LIVLØS – And Then There Were None

LIVLØS – And Then There Were None

One of the best things to happen to a reviewer is discovering an excellent band or an album previously unheard of. Such is the case with the Danish melodic death metallers, Livløs (Danish: lifeloss) and their second, after the independently released "Into Beyond"²⁰¹⁸, album, mysteriously and epicly titled "And Then There Were None", which, as you can tell by the score, I find an excellent release, full of catchy riffing and captivating melody with a cold, massive sound known from the works of All Shall Perish, for one of the most pleasant surprises of the year.

I don’t know how these guys, who as of 2018 are Niklas Lykke (vocals), guitarists Kenneth Breinbjerg and Franz Aleksander Posch, Søren Frambo (bass) and drummer Thomas Dannemand Jensen, eluded my attention for so long. They ride at once a familar territory: a very All Shall Perish-like melodic base showing their love for hardcore while drawing comparisons to God Forbid and Machine Head in terms of songwriting and fabulous atmosphere of utter desolation with even a few flirtations with black metal, while also turning out quite original in the process. Especially the songwriting is simply marvelous, nuanced, detailed and multimelodic without for a second losing its utter cold heaviness.

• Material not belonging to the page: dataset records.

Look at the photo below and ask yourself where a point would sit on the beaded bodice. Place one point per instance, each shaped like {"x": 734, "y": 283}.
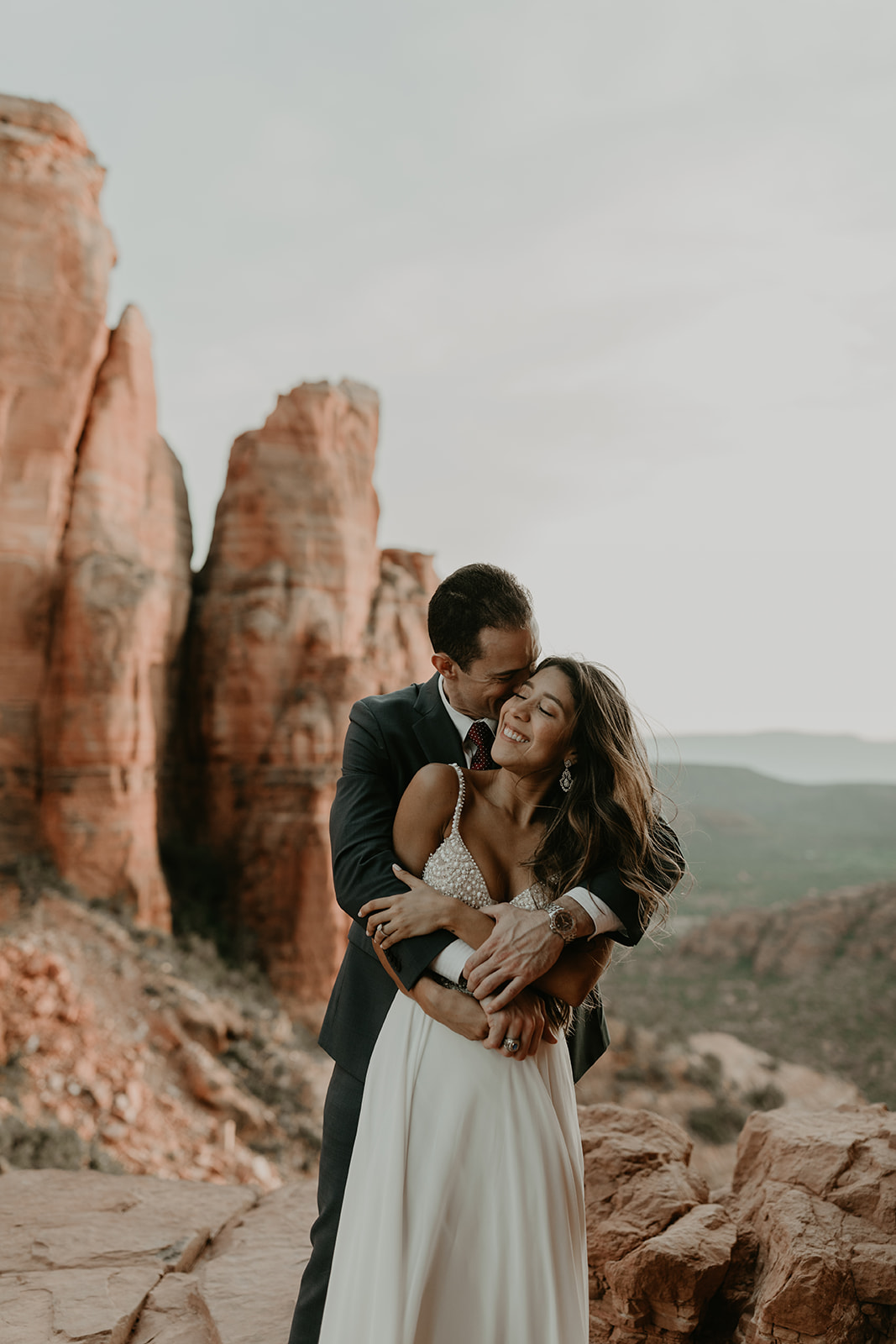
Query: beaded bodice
{"x": 453, "y": 870}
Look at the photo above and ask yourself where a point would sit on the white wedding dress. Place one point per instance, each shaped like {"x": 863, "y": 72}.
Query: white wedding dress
{"x": 464, "y": 1214}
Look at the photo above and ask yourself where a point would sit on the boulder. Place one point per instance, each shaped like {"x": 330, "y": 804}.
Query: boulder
{"x": 123, "y": 600}
{"x": 55, "y": 255}
{"x": 658, "y": 1250}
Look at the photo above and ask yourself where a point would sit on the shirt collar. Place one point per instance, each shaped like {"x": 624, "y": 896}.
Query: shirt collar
{"x": 463, "y": 721}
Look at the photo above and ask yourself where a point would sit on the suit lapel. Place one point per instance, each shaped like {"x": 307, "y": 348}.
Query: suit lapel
{"x": 432, "y": 729}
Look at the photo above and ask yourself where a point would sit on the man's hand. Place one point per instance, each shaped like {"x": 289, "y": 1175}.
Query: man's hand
{"x": 407, "y": 913}
{"x": 457, "y": 1012}
{"x": 519, "y": 951}
{"x": 521, "y": 1021}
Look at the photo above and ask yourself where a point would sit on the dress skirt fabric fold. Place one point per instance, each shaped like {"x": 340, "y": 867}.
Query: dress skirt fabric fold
{"x": 464, "y": 1214}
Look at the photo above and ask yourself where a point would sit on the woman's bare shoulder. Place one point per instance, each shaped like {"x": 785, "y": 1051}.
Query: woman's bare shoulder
{"x": 434, "y": 785}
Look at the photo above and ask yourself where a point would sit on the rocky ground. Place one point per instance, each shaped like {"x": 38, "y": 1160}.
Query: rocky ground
{"x": 799, "y": 1249}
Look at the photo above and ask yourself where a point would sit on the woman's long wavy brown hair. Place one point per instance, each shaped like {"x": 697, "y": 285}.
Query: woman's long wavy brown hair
{"x": 610, "y": 817}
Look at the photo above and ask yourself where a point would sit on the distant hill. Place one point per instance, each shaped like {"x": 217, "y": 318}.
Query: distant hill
{"x": 812, "y": 983}
{"x": 797, "y": 757}
{"x": 755, "y": 840}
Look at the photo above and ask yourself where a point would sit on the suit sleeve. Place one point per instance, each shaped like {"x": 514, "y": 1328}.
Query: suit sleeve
{"x": 367, "y": 799}
{"x": 607, "y": 885}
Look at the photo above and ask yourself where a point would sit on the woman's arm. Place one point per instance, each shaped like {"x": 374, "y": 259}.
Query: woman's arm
{"x": 578, "y": 971}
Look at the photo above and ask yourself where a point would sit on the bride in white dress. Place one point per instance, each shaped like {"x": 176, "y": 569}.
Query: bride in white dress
{"x": 464, "y": 1213}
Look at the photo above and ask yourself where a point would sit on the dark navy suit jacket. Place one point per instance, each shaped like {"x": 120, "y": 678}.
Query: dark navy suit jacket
{"x": 390, "y": 738}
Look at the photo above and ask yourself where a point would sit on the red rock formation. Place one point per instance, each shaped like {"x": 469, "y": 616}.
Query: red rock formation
{"x": 658, "y": 1250}
{"x": 55, "y": 255}
{"x": 295, "y": 618}
{"x": 123, "y": 596}
{"x": 801, "y": 1249}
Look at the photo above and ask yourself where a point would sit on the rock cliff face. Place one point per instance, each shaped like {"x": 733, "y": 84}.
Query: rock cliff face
{"x": 296, "y": 616}
{"x": 123, "y": 600}
{"x": 55, "y": 255}
{"x": 296, "y": 612}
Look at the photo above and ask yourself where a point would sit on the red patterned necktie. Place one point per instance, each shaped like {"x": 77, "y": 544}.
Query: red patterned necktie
{"x": 481, "y": 737}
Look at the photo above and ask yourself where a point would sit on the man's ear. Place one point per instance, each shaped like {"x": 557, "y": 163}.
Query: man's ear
{"x": 445, "y": 665}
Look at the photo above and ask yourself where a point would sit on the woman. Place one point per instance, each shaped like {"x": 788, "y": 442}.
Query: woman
{"x": 464, "y": 1214}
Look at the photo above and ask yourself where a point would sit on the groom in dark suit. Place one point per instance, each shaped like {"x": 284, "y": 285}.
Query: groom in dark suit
{"x": 485, "y": 643}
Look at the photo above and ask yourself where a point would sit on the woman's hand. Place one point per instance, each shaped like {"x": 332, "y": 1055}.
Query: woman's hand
{"x": 409, "y": 913}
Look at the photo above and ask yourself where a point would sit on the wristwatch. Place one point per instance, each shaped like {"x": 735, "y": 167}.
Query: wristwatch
{"x": 560, "y": 921}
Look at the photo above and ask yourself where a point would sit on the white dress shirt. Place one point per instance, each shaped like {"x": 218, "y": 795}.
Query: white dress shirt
{"x": 452, "y": 961}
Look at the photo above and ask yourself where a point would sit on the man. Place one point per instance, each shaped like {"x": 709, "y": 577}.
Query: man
{"x": 485, "y": 644}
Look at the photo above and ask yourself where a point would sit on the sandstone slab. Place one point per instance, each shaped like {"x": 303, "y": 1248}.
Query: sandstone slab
{"x": 74, "y": 1305}
{"x": 63, "y": 1221}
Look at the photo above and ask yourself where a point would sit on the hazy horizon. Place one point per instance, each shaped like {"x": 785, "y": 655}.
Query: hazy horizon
{"x": 621, "y": 275}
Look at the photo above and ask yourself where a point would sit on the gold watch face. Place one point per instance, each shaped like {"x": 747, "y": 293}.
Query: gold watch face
{"x": 562, "y": 922}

Already the title track puts their abilities and skills on full display even if their very close resemblance to the way All Shall Perish does business on "The Price Of Existence"²⁰⁰⁶ and "Awaken The Dreamers"²⁰⁰⁹ may seem grating at first, but, since those two are one of my favorite records, that does not apply to me. Besides, the following "Serpentine Supremacy", a faster and groovier track draws more comparisons to Darkest Hour while showing that Livløs is far from being a one trick pony, whereas they return to the doomy slow and morose on the sprawling Morbid Angelic "Mortal Severance", the album’s first masterpiece. In the second of that sort, the favorite "Gallows" God Forbidian drive rides the mood and structures of early Machine Head while heavily saturated with a black metal speed and climate for a perfect, smartly paced and varied, composition, with the closing "The Purest Black" simultaneously in the same vein and different while also lightly stepping into the classic Mastodon territory. I should also mention "Drenched in Turmoil" for the way it surprisingly moves away from All Shall Perishism into more of a classic melodeath territory.

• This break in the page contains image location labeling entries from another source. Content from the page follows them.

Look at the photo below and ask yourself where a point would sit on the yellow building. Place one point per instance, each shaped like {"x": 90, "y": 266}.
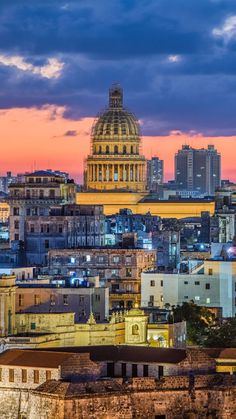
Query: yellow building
{"x": 59, "y": 329}
{"x": 115, "y": 162}
{"x": 141, "y": 203}
{"x": 7, "y": 305}
{"x": 115, "y": 174}
{"x": 4, "y": 212}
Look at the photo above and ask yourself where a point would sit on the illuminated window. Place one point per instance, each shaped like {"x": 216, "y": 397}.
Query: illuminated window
{"x": 36, "y": 376}
{"x": 24, "y": 376}
{"x": 21, "y": 300}
{"x": 48, "y": 375}
{"x": 36, "y": 299}
{"x": 11, "y": 375}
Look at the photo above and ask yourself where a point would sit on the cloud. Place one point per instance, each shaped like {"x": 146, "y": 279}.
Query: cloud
{"x": 51, "y": 70}
{"x": 70, "y": 133}
{"x": 174, "y": 58}
{"x": 227, "y": 30}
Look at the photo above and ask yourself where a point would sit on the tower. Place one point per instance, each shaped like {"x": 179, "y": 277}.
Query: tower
{"x": 115, "y": 162}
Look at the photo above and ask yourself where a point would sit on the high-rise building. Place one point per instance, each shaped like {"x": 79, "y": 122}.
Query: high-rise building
{"x": 154, "y": 174}
{"x": 198, "y": 169}
{"x": 115, "y": 162}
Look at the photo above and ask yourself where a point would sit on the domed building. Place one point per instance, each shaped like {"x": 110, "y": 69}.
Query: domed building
{"x": 115, "y": 162}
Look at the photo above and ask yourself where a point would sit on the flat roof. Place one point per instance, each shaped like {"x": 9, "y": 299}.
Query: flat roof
{"x": 37, "y": 359}
{"x": 127, "y": 353}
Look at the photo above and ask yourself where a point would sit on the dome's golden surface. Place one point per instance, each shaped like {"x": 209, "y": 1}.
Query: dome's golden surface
{"x": 115, "y": 162}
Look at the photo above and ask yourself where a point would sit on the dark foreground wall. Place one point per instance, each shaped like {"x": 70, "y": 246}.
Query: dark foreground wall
{"x": 173, "y": 397}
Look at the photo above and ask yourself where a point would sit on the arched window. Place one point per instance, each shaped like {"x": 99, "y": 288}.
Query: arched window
{"x": 135, "y": 330}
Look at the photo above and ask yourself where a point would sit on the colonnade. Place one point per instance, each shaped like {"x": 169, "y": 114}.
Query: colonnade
{"x": 109, "y": 172}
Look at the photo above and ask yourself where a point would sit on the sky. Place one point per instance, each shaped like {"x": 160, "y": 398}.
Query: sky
{"x": 175, "y": 59}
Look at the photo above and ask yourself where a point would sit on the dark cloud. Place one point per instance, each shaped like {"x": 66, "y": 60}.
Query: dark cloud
{"x": 70, "y": 133}
{"x": 131, "y": 42}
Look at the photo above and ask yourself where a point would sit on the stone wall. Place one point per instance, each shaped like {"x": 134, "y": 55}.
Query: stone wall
{"x": 211, "y": 396}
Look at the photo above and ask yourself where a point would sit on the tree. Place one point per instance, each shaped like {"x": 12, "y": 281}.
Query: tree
{"x": 222, "y": 335}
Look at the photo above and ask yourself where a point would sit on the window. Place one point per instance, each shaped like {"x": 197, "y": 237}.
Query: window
{"x": 52, "y": 193}
{"x": 65, "y": 300}
{"x": 24, "y": 376}
{"x": 36, "y": 299}
{"x": 11, "y": 375}
{"x": 145, "y": 370}
{"x": 52, "y": 300}
{"x": 21, "y": 300}
{"x": 128, "y": 259}
{"x": 134, "y": 370}
{"x": 16, "y": 211}
{"x": 36, "y": 376}
{"x": 48, "y": 375}
{"x": 97, "y": 316}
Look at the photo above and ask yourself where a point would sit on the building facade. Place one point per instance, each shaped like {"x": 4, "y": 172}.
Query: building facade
{"x": 120, "y": 269}
{"x": 212, "y": 285}
{"x": 34, "y": 195}
{"x": 155, "y": 174}
{"x": 115, "y": 161}
{"x": 198, "y": 169}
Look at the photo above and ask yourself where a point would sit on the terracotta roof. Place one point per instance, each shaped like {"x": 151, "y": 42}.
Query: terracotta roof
{"x": 37, "y": 359}
{"x": 128, "y": 353}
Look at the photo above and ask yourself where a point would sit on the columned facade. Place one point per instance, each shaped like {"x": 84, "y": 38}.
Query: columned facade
{"x": 115, "y": 161}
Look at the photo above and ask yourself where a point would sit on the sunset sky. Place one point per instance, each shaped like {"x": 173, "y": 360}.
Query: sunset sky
{"x": 176, "y": 60}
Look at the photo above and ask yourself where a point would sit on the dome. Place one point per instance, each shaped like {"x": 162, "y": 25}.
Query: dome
{"x": 116, "y": 122}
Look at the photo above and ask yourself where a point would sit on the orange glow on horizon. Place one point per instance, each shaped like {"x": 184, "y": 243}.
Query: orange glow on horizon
{"x": 35, "y": 139}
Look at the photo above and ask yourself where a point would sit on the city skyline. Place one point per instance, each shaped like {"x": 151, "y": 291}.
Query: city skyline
{"x": 59, "y": 141}
{"x": 175, "y": 61}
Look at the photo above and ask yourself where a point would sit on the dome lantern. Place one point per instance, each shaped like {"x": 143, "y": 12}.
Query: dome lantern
{"x": 115, "y": 162}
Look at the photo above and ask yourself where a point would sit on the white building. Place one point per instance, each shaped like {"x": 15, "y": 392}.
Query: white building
{"x": 212, "y": 285}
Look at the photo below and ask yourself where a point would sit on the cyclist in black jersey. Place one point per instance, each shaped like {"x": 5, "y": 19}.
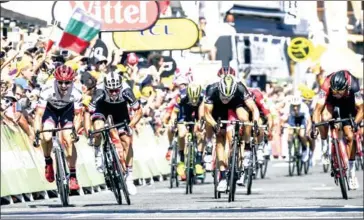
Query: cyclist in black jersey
{"x": 113, "y": 99}
{"x": 189, "y": 108}
{"x": 220, "y": 98}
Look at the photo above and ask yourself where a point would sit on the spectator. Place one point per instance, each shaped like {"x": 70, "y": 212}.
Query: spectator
{"x": 203, "y": 44}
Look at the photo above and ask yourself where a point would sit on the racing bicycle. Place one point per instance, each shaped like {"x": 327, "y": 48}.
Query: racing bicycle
{"x": 114, "y": 173}
{"x": 62, "y": 171}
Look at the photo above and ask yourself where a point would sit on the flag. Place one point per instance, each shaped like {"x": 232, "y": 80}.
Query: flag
{"x": 79, "y": 32}
{"x": 54, "y": 36}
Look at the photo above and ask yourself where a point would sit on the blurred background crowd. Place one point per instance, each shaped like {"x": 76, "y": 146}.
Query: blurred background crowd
{"x": 250, "y": 36}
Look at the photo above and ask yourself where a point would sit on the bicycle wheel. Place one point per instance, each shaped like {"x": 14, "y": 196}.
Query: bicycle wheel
{"x": 120, "y": 175}
{"x": 216, "y": 175}
{"x": 342, "y": 177}
{"x": 232, "y": 171}
{"x": 306, "y": 166}
{"x": 188, "y": 169}
{"x": 173, "y": 174}
{"x": 263, "y": 168}
{"x": 62, "y": 178}
{"x": 291, "y": 160}
{"x": 298, "y": 156}
{"x": 110, "y": 175}
{"x": 251, "y": 170}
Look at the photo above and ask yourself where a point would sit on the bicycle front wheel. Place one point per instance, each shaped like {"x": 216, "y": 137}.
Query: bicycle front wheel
{"x": 232, "y": 172}
{"x": 120, "y": 175}
{"x": 110, "y": 176}
{"x": 342, "y": 177}
{"x": 62, "y": 177}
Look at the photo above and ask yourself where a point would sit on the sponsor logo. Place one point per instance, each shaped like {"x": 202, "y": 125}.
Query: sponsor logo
{"x": 300, "y": 49}
{"x": 116, "y": 15}
{"x": 166, "y": 34}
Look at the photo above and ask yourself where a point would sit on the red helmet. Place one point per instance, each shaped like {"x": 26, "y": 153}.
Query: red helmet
{"x": 132, "y": 59}
{"x": 64, "y": 73}
{"x": 226, "y": 70}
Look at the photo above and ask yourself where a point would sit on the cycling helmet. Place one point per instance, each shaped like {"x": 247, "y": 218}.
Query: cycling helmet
{"x": 338, "y": 81}
{"x": 194, "y": 92}
{"x": 227, "y": 86}
{"x": 113, "y": 80}
{"x": 296, "y": 100}
{"x": 132, "y": 59}
{"x": 226, "y": 70}
{"x": 64, "y": 73}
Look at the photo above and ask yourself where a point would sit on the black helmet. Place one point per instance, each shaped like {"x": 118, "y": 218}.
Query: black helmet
{"x": 338, "y": 81}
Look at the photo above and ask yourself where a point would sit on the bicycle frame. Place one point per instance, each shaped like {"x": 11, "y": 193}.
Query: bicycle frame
{"x": 191, "y": 157}
{"x": 115, "y": 170}
{"x": 63, "y": 172}
{"x": 339, "y": 158}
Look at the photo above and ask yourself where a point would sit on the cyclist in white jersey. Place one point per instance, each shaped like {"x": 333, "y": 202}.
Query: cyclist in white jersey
{"x": 60, "y": 104}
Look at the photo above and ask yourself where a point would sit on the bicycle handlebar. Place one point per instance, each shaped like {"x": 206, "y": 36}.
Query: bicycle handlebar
{"x": 334, "y": 121}
{"x": 53, "y": 131}
{"x": 107, "y": 128}
{"x": 241, "y": 123}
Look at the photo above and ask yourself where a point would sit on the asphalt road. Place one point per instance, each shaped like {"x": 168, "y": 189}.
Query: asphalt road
{"x": 277, "y": 196}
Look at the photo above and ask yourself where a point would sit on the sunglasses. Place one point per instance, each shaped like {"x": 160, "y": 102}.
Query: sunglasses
{"x": 111, "y": 91}
{"x": 338, "y": 92}
{"x": 64, "y": 82}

The rest of the tracks each have their own earworms and things to get excited about but, while it is hard to do so at first, one can find flaws. For example, "Pallbearer" is where Livløs gets too close to All Shall Perish in the way of meandering without a clear purpose while not justifying it with sufficient melody, twists and turns, as was often the case on "This Is The End"²⁰¹¹. Or take "Seize The Night", on the contrary, not very All Shall Perishian but somehow lacking something I can’t quite put my finger on. Now, both tracks are still very good and you will definitely enjoy them but they could have been even better and that is really my only gripe, which, when you look at the truly fantastic album cover, is almost negligible.

As stated above, Livløs really surprised me, a band this good barely on their second album, one which gets better and better with every application, so you can surely bet I will be watching these guys closely from here on. This one comes highly recommended if you like any of the references (especially All Shall Perish) but also for the way they can both sound so familiar and yet so uniquelly fantastic not unlike Machine Head did on "Burn My Eyes" and, for that reason, "And There Were None" (released on October 22nd) will definitely find its way somewhere in the top tiers of my end year best list.